St George’s Day should belong to all of us, not just football hooligans and their ugly offspring, the British National Party or to any one who wants to use patriotism as a weapon against minorities or “others”. In fact St. George would probably have pointed his spear at these dragons of prejudice and narrow-mindedness.

If I am proud of being English (conveniently ignoring for the moment my 50% Scottish and Irish blood), it is because it is a fundamentally decent and fair-minded country showing all the signs of getting better.

We can be too long-suffering, accepting out-dated laws too readily, too easily bored by political and ethical problems, not interested enough in the poetic side of life and too smug in our own convictions but we do seem to like “fair deals,” we give the benefit of the doubt to eccentrics and distrust wild-eyed fanatics.

On balance I think we are OK.

We still have too much poverty and inequality, many of our institutions are crumbling and under-resourced, we often over-state our importance to the rest of the World and we can turn nasty when we are whipped into hysteria by our tabloid newspapers but, hey, no one is perfect.

We, along with the rest of Britain, are in the midst of a genuinely exciting election campaign which may well mark an important turning point in our political history. Those feelings of fairness, toleration and common sense have surfaced in a nation unsatisfied by the way it has been treated by its political elite.

The one million people who walked the streets of London protesting against the war in Iraq were ignored by the Labour Government so we went to war regardless.

MPs got found out lining their pockets with tax payers money and indulging in a life style obscene in its greed.

The Conservative opposition insulted our intelligence with an amateur gloss on the worst international economic crisis for over 70 years.

And then along came that lad with the shiny golden tie.

He, like the rest of us, is no St. George, but he has become a symbol for the nation (s) to make a change.

If we can have a government, if not this time, then the next time, that reflects the real wishes of the majority of the country then it will be by changing the electoral system so that we are no longer ruled by politicians secretly tied to the power of small numbers of the landed or corporate rich or the mean-spirited defenders of out-dated lowest common denominator collectivism.

Nick Clegg has put on a dazzling show and he has lit a fire under the dry timber of our pent-up frustration with old ways of defining our country. Even if he never becomes Prime Minister, he will have send a vital message to whoever wins that office, we want our views listened to in Westminster, listened to and put into action.
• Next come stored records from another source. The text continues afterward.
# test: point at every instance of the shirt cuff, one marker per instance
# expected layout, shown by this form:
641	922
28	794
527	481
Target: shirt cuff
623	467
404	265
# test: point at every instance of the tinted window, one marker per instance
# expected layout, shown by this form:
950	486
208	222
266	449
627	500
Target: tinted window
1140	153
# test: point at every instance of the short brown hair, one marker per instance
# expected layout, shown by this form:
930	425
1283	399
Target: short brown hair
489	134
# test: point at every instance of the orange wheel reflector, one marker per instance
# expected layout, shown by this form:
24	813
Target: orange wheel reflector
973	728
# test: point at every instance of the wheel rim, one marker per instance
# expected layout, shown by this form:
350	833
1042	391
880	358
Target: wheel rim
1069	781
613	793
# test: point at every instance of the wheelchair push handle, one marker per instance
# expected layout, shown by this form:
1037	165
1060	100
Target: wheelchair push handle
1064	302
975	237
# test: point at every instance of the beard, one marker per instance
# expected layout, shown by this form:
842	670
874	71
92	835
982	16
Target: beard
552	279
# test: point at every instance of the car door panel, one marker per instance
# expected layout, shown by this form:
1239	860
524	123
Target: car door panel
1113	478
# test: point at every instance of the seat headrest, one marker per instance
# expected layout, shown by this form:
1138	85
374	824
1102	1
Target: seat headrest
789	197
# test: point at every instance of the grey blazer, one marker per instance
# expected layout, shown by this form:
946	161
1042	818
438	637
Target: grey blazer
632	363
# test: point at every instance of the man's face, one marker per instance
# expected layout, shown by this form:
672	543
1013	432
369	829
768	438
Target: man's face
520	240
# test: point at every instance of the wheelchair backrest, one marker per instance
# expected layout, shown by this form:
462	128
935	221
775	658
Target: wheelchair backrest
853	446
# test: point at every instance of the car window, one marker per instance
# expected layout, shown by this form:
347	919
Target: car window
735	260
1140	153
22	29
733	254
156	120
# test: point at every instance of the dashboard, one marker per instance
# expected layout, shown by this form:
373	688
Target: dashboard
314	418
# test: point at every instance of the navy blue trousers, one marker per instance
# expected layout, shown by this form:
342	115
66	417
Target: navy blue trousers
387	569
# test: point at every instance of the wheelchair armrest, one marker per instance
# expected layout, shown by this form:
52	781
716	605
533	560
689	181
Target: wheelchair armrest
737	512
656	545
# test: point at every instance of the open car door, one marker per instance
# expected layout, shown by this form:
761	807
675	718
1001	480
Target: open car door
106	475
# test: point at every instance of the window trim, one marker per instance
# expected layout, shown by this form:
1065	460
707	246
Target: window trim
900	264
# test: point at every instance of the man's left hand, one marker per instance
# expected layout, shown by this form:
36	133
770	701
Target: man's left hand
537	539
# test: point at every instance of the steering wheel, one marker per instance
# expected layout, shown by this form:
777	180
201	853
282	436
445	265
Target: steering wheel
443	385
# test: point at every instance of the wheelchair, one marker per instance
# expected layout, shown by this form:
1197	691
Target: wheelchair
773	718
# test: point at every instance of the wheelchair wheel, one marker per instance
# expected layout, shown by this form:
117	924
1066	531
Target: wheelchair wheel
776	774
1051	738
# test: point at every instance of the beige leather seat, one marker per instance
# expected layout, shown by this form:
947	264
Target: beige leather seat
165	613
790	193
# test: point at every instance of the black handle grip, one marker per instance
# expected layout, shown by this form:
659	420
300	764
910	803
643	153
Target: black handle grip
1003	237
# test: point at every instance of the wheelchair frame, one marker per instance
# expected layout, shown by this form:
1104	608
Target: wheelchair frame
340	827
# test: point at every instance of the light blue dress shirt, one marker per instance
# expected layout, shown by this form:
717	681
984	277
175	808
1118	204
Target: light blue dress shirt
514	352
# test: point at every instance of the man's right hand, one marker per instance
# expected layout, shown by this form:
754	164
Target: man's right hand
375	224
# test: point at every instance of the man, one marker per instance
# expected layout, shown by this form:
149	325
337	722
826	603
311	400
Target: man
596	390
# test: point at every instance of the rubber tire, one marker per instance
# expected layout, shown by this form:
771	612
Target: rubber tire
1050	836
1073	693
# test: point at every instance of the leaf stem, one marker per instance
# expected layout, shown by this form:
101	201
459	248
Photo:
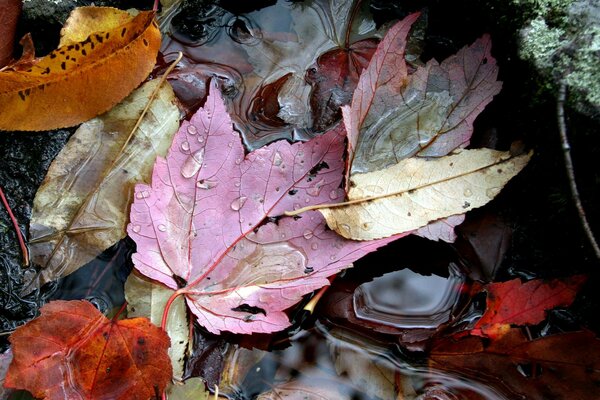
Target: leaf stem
562	129
163	322
24	249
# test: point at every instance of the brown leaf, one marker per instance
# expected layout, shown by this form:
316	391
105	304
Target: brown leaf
79	81
72	351
563	366
9	16
81	207
416	191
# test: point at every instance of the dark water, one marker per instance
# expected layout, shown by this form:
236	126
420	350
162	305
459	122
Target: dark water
367	336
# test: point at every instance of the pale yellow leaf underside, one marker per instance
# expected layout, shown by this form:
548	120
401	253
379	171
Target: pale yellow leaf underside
146	298
82	206
416	191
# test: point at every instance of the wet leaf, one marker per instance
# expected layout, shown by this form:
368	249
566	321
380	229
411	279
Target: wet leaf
146	298
334	78
81	207
516	303
416	191
191	389
204	226
563	366
378	85
263	58
428	113
89	76
306	389
84	21
375	378
9	16
91	356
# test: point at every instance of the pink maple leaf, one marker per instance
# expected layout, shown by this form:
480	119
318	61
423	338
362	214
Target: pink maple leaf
210	226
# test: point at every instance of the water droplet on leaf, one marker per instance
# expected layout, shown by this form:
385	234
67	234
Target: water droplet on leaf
238	203
192	165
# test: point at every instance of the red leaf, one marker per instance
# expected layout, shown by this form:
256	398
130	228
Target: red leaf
563	366
334	78
72	351
9	16
205	222
523	304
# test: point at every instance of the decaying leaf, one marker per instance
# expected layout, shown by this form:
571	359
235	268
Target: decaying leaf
191	389
148	299
204	226
72	351
416	191
394	115
9	16
563	366
82	79
81	207
307	389
519	303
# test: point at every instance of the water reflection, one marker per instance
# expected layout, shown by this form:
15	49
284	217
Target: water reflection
406	299
328	363
261	59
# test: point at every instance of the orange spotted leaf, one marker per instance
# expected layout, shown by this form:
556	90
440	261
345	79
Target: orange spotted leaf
72	351
516	303
81	79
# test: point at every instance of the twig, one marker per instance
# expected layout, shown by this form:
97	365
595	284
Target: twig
562	129
24	250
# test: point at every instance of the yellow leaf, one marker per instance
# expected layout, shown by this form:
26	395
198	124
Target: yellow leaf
416	191
83	21
80	80
82	206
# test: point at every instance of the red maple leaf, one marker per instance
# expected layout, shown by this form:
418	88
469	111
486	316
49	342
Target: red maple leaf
519	303
72	351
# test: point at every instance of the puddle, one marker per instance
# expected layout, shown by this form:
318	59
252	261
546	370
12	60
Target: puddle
406	299
261	60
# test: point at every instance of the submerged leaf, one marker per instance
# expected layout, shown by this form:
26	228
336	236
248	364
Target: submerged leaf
72	351
416	191
148	299
204	223
562	366
519	303
81	207
80	80
394	115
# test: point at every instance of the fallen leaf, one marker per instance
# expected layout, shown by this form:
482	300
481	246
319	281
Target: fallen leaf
92	357
252	53
563	366
84	21
5	360
334	78
81	207
191	389
382	79
516	303
148	299
428	113
9	16
115	60
376	378
307	389
483	242
416	191
203	225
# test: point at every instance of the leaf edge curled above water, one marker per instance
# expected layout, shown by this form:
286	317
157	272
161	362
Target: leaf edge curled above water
65	231
71	336
118	60
419	189
210	223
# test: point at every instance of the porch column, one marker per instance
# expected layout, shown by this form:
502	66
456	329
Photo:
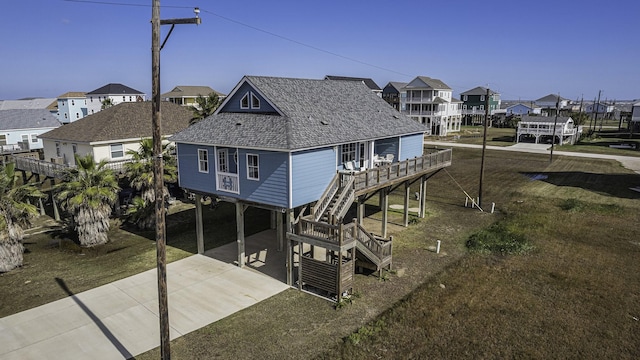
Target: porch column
360	209
423	197
290	245
56	213
240	233
384	199
407	193
199	233
279	230
41	205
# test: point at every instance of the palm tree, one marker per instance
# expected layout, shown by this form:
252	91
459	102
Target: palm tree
88	191
16	213
206	106
140	174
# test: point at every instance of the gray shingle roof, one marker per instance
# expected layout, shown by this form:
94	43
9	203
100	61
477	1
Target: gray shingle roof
127	120
15	119
422	82
397	85
551	97
367	81
315	113
544	119
114	89
479	90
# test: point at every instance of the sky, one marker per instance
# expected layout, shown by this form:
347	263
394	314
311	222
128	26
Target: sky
525	50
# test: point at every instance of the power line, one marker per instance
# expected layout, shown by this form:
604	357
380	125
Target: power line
253	28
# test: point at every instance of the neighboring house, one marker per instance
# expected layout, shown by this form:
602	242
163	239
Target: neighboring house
20	129
72	106
540	130
522	109
474	101
391	93
36	103
367	81
110	133
187	95
116	93
550	102
474	105
601	108
430	102
306	150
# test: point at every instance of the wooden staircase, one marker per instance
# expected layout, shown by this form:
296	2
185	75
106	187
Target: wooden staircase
373	252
We have, of course, had bright young saviours before. Tony Blair caught the nation’s mood and pocketed the benefits, David Cameron has tried to be Tony the Second but has failed even in those unsavoury ways to show that he is much more than a nice guy out of his depth. Gordon Brown, still the most sensible voice on the economy, is certainly no shining young thing so let us not get carried away by new kid charisma.

Let’s admit that we have been Clegged no matter who gets elected. We have got the chance at this election of changing our politics and our country for good.

If we could do that then we would have real reason to celebrate not just St George but St Andrew, St David and St Patrick as well.